The engine owns request submission, stepping, output recording, worker cleanup,
and profiling lifecycle. It delegates strategy-specific behavior to registered
components.

## Request Flow

`add_request` tokenizes string prompts, creates a request object through
`AutoReq`, assigns page size metadata, and adds the request to the scheduler.

`step` runs one scheduler/model/sampler iteration:

1. the scheduler returns executable requests and whether the step is prefill;
2. requests are prepared for execution;
3. the model runner executes and returns sample output;
4. the scheduler postprocesses request state;
5. finished request IDs are evicted from sampler state.

`generate` repeats this loop until the scheduler reports completion.

## Scheduler

The scheduler decides which requests can prefill, decode, append blocks,
preempt, abort, or finish during each engine step. Strategy templates provide
common lifecycle operations, while concrete strategies define the exact policy.

Data parallel scheduling is handled separately from model parallel execution.
The scheduler must respect memory and token budgets such as `max_num_reqs`,
`max_num_batched_tokens`, and `max_model_len`.

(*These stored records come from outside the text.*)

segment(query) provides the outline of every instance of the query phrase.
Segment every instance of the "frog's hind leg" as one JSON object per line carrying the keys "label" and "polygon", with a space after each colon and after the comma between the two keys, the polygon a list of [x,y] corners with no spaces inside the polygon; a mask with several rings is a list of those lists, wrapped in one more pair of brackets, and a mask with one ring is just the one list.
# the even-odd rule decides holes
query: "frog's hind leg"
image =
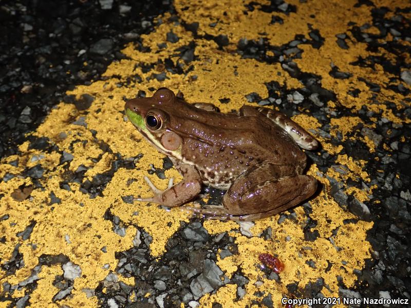
{"label": "frog's hind leg", "polygon": [[318,147],[318,141],[299,124],[284,113],[263,107],[254,108],[250,106],[243,106],[240,109],[239,114],[240,116],[255,116],[256,111],[267,117],[287,131],[301,148],[306,150],[312,150]]}
{"label": "frog's hind leg", "polygon": [[234,221],[254,220],[277,214],[308,198],[317,187],[314,178],[290,174],[290,168],[271,164],[256,166],[240,176],[229,189],[223,198],[223,208],[186,206],[182,209],[212,219]]}

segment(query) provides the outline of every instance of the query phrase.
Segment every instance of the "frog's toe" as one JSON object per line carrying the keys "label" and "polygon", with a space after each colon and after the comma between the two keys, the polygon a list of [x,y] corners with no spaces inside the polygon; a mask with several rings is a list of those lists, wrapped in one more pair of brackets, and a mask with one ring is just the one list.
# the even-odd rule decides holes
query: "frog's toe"
{"label": "frog's toe", "polygon": [[153,198],[151,197],[150,198],[140,198],[137,197],[134,198],[135,201],[142,201],[143,202],[152,202],[153,201]]}
{"label": "frog's toe", "polygon": [[167,189],[171,188],[173,187],[173,184],[174,183],[174,178],[170,178],[169,180],[169,184],[167,185]]}
{"label": "frog's toe", "polygon": [[144,176],[143,179],[144,181],[147,183],[147,185],[150,187],[150,189],[153,190],[153,192],[154,192],[155,194],[161,194],[162,192],[161,190],[157,188],[156,185],[153,184],[153,182],[148,179],[147,176]]}

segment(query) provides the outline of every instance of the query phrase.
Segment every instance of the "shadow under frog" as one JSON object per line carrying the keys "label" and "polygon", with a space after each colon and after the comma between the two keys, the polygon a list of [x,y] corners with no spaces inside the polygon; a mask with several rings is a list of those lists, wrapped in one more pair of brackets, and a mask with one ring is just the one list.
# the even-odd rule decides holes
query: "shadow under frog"
{"label": "shadow under frog", "polygon": [[307,157],[299,146],[311,150],[318,143],[282,113],[250,106],[237,114],[221,113],[211,104],[189,104],[166,88],[130,100],[125,108],[130,121],[184,178],[174,185],[171,179],[160,190],[145,177],[154,196],[135,200],[178,206],[195,198],[204,183],[227,190],[222,204],[184,209],[244,221],[287,210],[315,191],[316,180],[302,175]]}

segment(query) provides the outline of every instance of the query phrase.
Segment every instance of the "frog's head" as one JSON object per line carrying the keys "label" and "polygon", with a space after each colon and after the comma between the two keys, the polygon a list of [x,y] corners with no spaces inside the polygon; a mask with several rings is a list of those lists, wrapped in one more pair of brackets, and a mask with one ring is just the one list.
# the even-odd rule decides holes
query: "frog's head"
{"label": "frog's head", "polygon": [[172,127],[170,114],[174,114],[183,104],[172,91],[160,88],[152,97],[128,101],[125,111],[141,134],[160,151],[179,157],[182,139]]}

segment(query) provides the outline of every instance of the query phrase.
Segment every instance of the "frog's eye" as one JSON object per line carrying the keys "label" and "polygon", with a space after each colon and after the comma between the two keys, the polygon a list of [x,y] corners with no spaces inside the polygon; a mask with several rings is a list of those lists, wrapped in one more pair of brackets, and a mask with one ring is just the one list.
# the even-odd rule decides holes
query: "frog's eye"
{"label": "frog's eye", "polygon": [[157,130],[161,128],[161,118],[153,112],[148,112],[145,116],[145,123],[152,129]]}

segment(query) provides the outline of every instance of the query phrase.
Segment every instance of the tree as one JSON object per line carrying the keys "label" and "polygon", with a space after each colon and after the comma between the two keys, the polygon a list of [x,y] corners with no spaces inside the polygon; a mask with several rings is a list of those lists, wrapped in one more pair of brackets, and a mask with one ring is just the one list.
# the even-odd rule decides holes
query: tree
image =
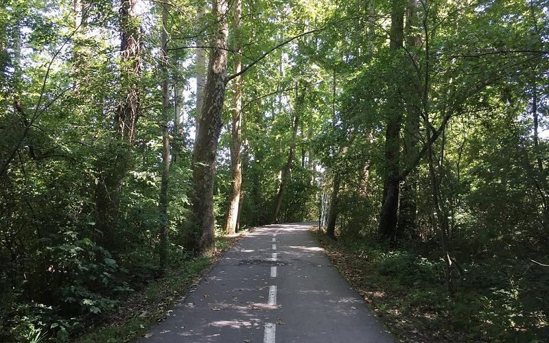
{"label": "tree", "polygon": [[[389,39],[390,49],[399,55],[402,49],[404,29],[404,0],[392,0],[391,21]],[[398,71],[394,71],[396,75]],[[395,91],[388,99],[390,108],[386,115],[385,131],[385,166],[383,187],[383,201],[379,213],[379,234],[394,240],[397,234],[397,223],[400,187],[400,129],[402,121],[403,106],[401,104],[401,88],[395,85]]]}
{"label": "tree", "polygon": [[222,111],[227,73],[226,21],[229,5],[226,0],[214,0],[212,13],[216,23],[211,38],[208,77],[204,102],[198,117],[198,128],[193,155],[192,211],[200,239],[197,247],[202,254],[215,252],[213,218],[213,181],[218,141],[222,126]]}
{"label": "tree", "polygon": [[[242,50],[240,18],[242,15],[242,0],[236,0],[233,4],[233,32],[235,41],[233,58],[234,72],[242,71],[240,54]],[[225,232],[233,235],[238,225],[238,213],[240,205],[241,187],[242,185],[242,166],[240,150],[242,145],[242,75],[236,77],[233,83],[233,115],[231,143],[231,192],[225,224]]]}
{"label": "tree", "polygon": [[[138,82],[141,77],[141,54],[143,49],[141,29],[135,16],[137,0],[124,0],[120,7],[120,54],[121,56],[121,88],[125,91],[115,118],[117,146],[113,160],[111,156],[100,161],[95,189],[95,220],[103,233],[103,244],[110,246],[113,230],[117,224],[119,193],[122,180],[132,163],[132,147],[135,139],[136,125],[140,113]],[[109,154],[108,152],[108,154]]]}
{"label": "tree", "polygon": [[167,73],[167,3],[162,3],[162,32],[161,33],[161,72],[162,78],[162,114],[159,121],[162,132],[162,177],[159,197],[159,209],[160,211],[160,268],[165,269],[168,255],[168,228],[169,217],[167,208],[169,206],[168,185],[170,182],[170,132],[168,121],[170,121],[170,90]]}
{"label": "tree", "polygon": [[304,83],[301,82],[299,85],[295,87],[295,104],[294,105],[294,110],[292,111],[293,120],[292,129],[292,138],[290,143],[290,150],[288,153],[288,161],[284,166],[284,169],[281,172],[281,177],[280,180],[280,185],[279,186],[278,194],[277,200],[274,203],[274,209],[272,214],[272,222],[279,222],[279,214],[280,213],[280,208],[282,205],[282,200],[284,197],[284,189],[288,182],[288,178],[290,178],[292,172],[292,165],[294,163],[294,158],[296,153],[296,137],[297,136],[297,130],[299,126],[299,118],[301,116],[301,113],[303,110],[303,106],[305,104],[305,97],[307,89],[304,86]]}

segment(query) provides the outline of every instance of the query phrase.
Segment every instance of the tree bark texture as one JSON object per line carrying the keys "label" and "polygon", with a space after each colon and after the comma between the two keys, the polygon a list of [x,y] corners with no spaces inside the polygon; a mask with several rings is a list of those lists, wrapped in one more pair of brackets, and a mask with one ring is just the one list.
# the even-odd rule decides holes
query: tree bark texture
{"label": "tree bark texture", "polygon": [[[417,16],[418,0],[408,0],[406,9],[406,23],[405,34],[406,36],[406,47],[410,51],[410,75],[417,74],[414,71],[414,64],[417,62],[415,49],[421,45],[421,39],[414,34],[413,29],[418,24]],[[419,75],[417,75],[419,76]],[[411,86],[407,91],[406,114],[404,124],[404,161],[406,167],[413,163],[413,159],[417,155],[419,149],[419,117],[421,108],[421,94],[419,91],[420,80],[419,78],[412,78],[415,80],[416,86]],[[417,168],[408,174],[404,180],[401,187],[400,204],[399,206],[399,222],[397,235],[399,237],[414,236],[416,235],[416,212],[417,206],[417,180],[418,174]]]}
{"label": "tree bark texture", "polygon": [[330,204],[330,212],[328,215],[328,225],[326,227],[326,233],[331,237],[336,238],[336,222],[338,220],[338,198],[339,197],[340,178],[339,174],[336,172],[334,176],[334,189],[331,191],[331,204]]}
{"label": "tree bark texture", "polygon": [[205,255],[215,252],[213,218],[213,182],[215,156],[222,126],[227,70],[229,23],[226,0],[215,0],[213,14],[217,21],[212,36],[204,103],[198,117],[198,130],[193,156],[194,220],[200,231],[198,250]]}
{"label": "tree bark texture", "polygon": [[[240,60],[242,50],[240,17],[242,15],[242,0],[235,0],[233,3],[233,23],[235,40],[234,72],[240,73],[242,64]],[[238,212],[240,204],[241,187],[242,185],[242,166],[240,148],[242,145],[242,76],[235,78],[233,84],[233,109],[231,142],[231,193],[229,198],[225,232],[233,235],[236,232]]]}
{"label": "tree bark texture", "polygon": [[167,208],[170,204],[168,198],[168,185],[170,182],[170,90],[168,88],[167,73],[167,4],[162,3],[162,33],[161,44],[162,45],[162,60],[161,67],[162,71],[162,115],[159,126],[162,132],[162,179],[159,197],[159,210],[160,211],[160,268],[164,270],[167,264],[168,259],[168,227],[170,222],[167,215]]}
{"label": "tree bark texture", "polygon": [[141,54],[143,50],[141,27],[137,20],[135,6],[138,0],[124,0],[120,9],[121,38],[120,52],[124,64],[123,73],[129,80],[129,91],[123,100],[118,113],[118,130],[132,143],[139,117],[139,89],[138,81],[141,75]]}
{"label": "tree bark texture", "polygon": [[[404,8],[403,0],[393,0],[390,23],[390,43],[389,47],[393,50],[398,50],[403,47]],[[395,73],[396,74],[396,73]],[[395,85],[398,88],[398,85]],[[399,206],[399,188],[400,182],[400,142],[399,134],[402,121],[402,108],[399,103],[398,89],[392,94],[393,99],[386,119],[385,131],[385,170],[383,187],[383,204],[379,214],[378,233],[384,237],[394,240],[397,233],[397,223]]]}
{"label": "tree bark texture", "polygon": [[[207,4],[200,5],[196,14],[196,22],[198,25],[203,25],[204,17],[206,16]],[[223,20],[226,20],[224,19]],[[202,33],[201,33],[202,34]],[[196,46],[202,47],[206,43],[202,34],[196,38]],[[200,116],[202,113],[202,106],[204,103],[204,92],[206,88],[206,49],[199,48],[196,50],[196,123],[194,141],[198,139],[198,128],[200,124]]]}
{"label": "tree bark texture", "polygon": [[101,243],[109,248],[115,246],[113,230],[118,220],[122,180],[132,164],[132,145],[135,125],[139,114],[139,89],[141,75],[141,54],[143,49],[141,27],[135,8],[138,0],[125,0],[120,8],[122,57],[121,82],[126,93],[115,118],[116,134],[119,139],[110,145],[97,162],[97,187],[95,190],[96,228],[102,233]]}
{"label": "tree bark texture", "polygon": [[290,152],[288,154],[288,161],[284,169],[282,171],[282,176],[280,181],[280,187],[279,187],[279,192],[277,195],[277,200],[274,204],[274,211],[272,215],[272,222],[279,222],[279,215],[280,214],[280,209],[282,206],[282,200],[284,198],[284,189],[286,187],[288,179],[290,176],[290,173],[292,172],[292,164],[294,162],[294,157],[296,153],[296,137],[297,137],[297,129],[299,126],[299,117],[303,110],[303,104],[305,103],[305,95],[306,88],[303,87],[296,86],[296,104],[294,108],[294,124],[293,130],[292,131],[292,141],[290,143]]}

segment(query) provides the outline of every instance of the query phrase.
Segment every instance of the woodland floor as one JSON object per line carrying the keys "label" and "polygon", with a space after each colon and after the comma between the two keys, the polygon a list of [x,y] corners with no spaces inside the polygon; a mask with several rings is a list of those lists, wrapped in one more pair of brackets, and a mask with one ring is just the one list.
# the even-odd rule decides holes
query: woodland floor
{"label": "woodland floor", "polygon": [[417,301],[412,288],[395,287],[391,278],[384,276],[371,252],[354,251],[319,232],[318,226],[312,232],[340,273],[400,342],[469,341],[434,310],[428,299]]}
{"label": "woodland floor", "polygon": [[244,235],[139,342],[394,342],[310,226],[268,225]]}
{"label": "woodland floor", "polygon": [[170,316],[172,309],[208,274],[220,260],[223,252],[232,248],[241,235],[218,237],[218,252],[213,258],[197,257],[175,263],[176,267],[135,292],[121,304],[115,313],[101,318],[75,342],[130,342],[145,335],[151,325],[161,323]]}

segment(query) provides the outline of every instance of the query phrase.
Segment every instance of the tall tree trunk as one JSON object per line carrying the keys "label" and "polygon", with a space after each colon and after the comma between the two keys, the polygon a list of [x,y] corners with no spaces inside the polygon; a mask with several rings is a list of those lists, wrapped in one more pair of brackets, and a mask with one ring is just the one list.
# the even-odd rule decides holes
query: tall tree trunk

## KV Cache and Paged Attention

KV cache managers track page allocation, append rules, prefix reuse, and layout
metadata consumed by attention kernels. Diffulex supports `unified` and
`distinct` KV cache layouts; the layout must match attention metadata and kernel
expectations.

Paged attention lets the scheduler manage cache blocks without requiring every
request to occupy one contiguous memory region.

## Model Runner

Model runners prepare tensors, set attention metadata, execute model forward
passes, invoke samplers, and optionally capture CUDA graphs. Strategy-specific
model runners are the main boundary for changing tensor layout or attention
semantics.

## Registries

Diffulex uses registries for extensibility:

- `AutoReq`
- `AutoScheduler`
- `AutoKVCacheManager`
- `AutoModelRunner`
- `AutoModelForDiffusionLM`
- `AutoSampler`

Importing strategy, model, or sampler modules triggers decorators that populate
these registries.

## Kernels

Kernel modules provide optimized attention, KV cache, top-k, and MoE operations
used by the engine and model layers. Kernel changes should be covered by focused
numerical tests before they are wired into a strategy path.